= William E. Brunk =

American astronomer (born 1928)

William E. Brunk (born November 24, 1928) is an American retired astronomer and NASA administrator.

==Life and career==
William E. Brunk was born in Cleveland, Ohio on November 24, 1928. He was educated at high school in Cleveland, Ohio and attended the local Case Institute of Technology in 1948, gaining a B.S. in 1952 and an M.S. in Astronomy in 1954.

Brunk worked as a research scientist and aeronaut in the Lewis Flight Propulsion Laboratory from 1954 until 1958, before moving to the NASA Lewis Research Center as an aerospace research engineer, working there from 1958 to 1964.

Brunk returned to the Case Institute in 1963 to earn his Ph.D. in astronomy, before accepting the position of staff scientist for the Voyager mission (1964-1965).
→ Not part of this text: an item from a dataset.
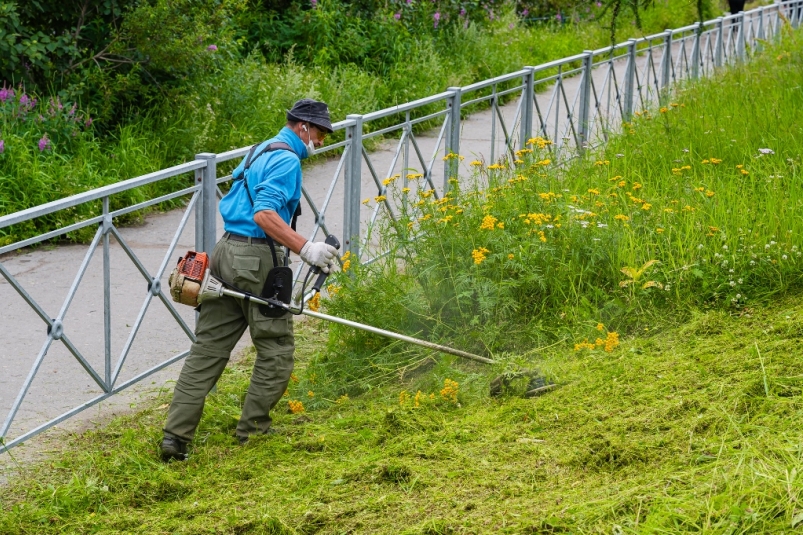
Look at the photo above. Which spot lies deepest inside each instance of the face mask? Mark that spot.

He was then acting Chief (1965) and later Program Chief of Planetary Astronomy at NASA headquarters (1965-1982), where he played an important role in the construction of the 2.6-m reflector at the McDonald Observatory and the Infrared Telescope Facility at Mauna Kea.

Brunk retired from NASA in 1985.

==Honors and awards==
- 1995 Harold Masursky Award for Meritorious Service to Planetary Science
- Minor planet 2499 Brunk, discovered in 1978, was named in his honor.